20. Juni 2024 | Serie „Corona-Krise: Folgen für den Arbeitsmarkt“
Subjektive soziale Teilhabe: Die Kluft zwischen Personen mit SGB-II-Leistungsbezug und Gesamtbevölkerung ist während der Pandemie nicht gewachsen
Soziale Teilhabe und Partizipation am gesellschaftlichen und kulturellen Leben sind ein wichtiger Aspekt des individuellen Wohlbefindens, aber auch des gesamtgesellschaftlichen Zusammenhalts. Gerade die Covid-19-Pandemie und die damit einhergehenden Einschränkungen haben die Menschen in dieser Hinsicht auf eine harte Probe gestellt (lesen Sie dazu auch eine 2021 erschienene Analyse von Theresa Entringer und Hannes Kröger). In diesem Zusammenhang stellt sich die Frage, ob und inwieweit die soziale Teilhabe von Menschen, die Leistungen nach dem Sozialgesetzbuch (SGB) II beziehen, während der Pandemie stärker gelitten hat als die von Menschen außerhalb des Leistungsbezugs.
Aus theoretischer Sicht alleine lässt sich diese Frage nicht eindeutig beantworten.

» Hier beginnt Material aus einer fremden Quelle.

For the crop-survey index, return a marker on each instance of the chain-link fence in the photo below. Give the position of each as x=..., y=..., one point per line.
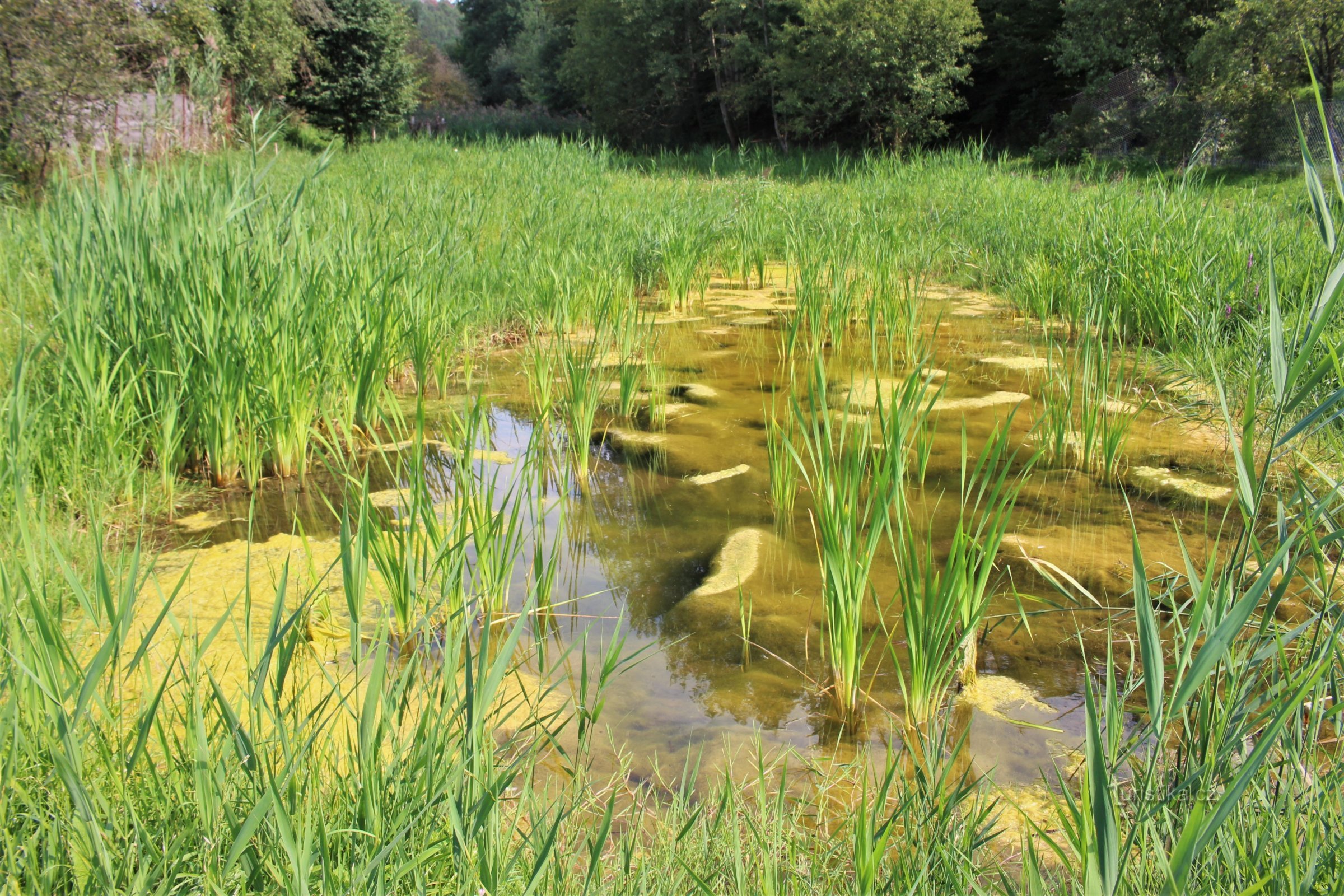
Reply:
x=148, y=124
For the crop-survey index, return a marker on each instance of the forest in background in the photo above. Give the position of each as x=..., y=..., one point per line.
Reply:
x=1058, y=78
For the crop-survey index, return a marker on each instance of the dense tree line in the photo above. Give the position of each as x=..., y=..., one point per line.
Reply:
x=347, y=66
x=1060, y=77
x=1063, y=77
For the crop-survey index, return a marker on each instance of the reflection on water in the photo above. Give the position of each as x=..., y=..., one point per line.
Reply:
x=636, y=548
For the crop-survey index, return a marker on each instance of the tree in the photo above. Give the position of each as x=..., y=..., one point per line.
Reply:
x=362, y=76
x=881, y=72
x=1101, y=38
x=437, y=22
x=512, y=50
x=61, y=63
x=263, y=42
x=1015, y=88
x=743, y=39
x=1254, y=57
x=640, y=70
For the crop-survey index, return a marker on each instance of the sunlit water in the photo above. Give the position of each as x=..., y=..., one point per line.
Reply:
x=640, y=542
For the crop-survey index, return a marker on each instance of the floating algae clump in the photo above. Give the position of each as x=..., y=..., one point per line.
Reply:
x=996, y=695
x=697, y=393
x=734, y=563
x=979, y=402
x=1164, y=481
x=706, y=479
x=1018, y=363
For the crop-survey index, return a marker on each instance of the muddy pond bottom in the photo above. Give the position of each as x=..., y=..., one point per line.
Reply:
x=674, y=544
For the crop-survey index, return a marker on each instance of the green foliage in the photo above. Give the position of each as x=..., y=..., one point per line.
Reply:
x=884, y=73
x=263, y=42
x=1015, y=86
x=64, y=63
x=362, y=80
x=633, y=72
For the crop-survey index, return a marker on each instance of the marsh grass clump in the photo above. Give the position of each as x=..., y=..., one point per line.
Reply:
x=784, y=470
x=1088, y=410
x=409, y=713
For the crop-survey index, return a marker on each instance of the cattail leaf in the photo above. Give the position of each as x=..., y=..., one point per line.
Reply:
x=1316, y=191
x=1150, y=640
x=1103, y=876
x=1221, y=638
x=1277, y=359
x=242, y=837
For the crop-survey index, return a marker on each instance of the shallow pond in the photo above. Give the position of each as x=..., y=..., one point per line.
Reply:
x=642, y=547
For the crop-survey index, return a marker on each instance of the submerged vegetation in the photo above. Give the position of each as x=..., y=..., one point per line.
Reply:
x=417, y=700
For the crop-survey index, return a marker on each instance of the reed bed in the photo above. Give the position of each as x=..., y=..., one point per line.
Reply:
x=386, y=727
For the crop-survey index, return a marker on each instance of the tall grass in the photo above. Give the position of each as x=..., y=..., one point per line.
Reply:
x=218, y=320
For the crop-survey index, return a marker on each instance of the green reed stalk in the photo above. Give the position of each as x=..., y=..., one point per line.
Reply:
x=987, y=500
x=582, y=396
x=784, y=470
x=851, y=489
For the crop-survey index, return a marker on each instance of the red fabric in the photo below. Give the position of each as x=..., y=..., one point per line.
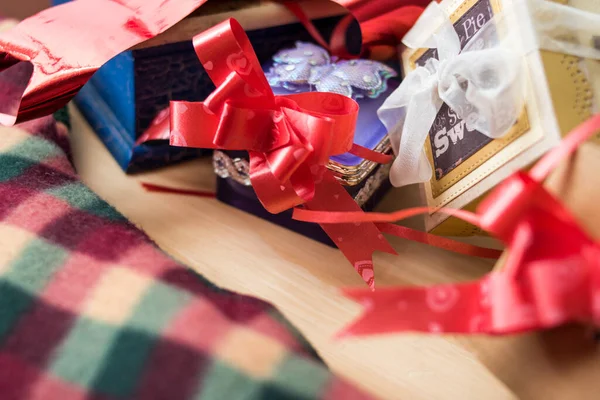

Einerseits waren Leistungsbeziehende aufgrund ihrer im Schnitt schlechteren IT-Ausstattung, des beengteren Wohnraums und der größeren Abhängigkeit von ihrem sozialen Umfeld besonders stark von der Pandemie betroffen. So haben Sebastian Bähr und andere in einem 2020 im IAB-Forum erschienenen Beitrag anhand einer Reihe objektiver Indikatoren herausgearbeitet, dass Leistungsbeziehende im Vergleich zur Gesamtbevölkerung über weniger Ressourcen verfügten, um den pandemiebedingten Einschränkungen etwas entgegensetzen zu können.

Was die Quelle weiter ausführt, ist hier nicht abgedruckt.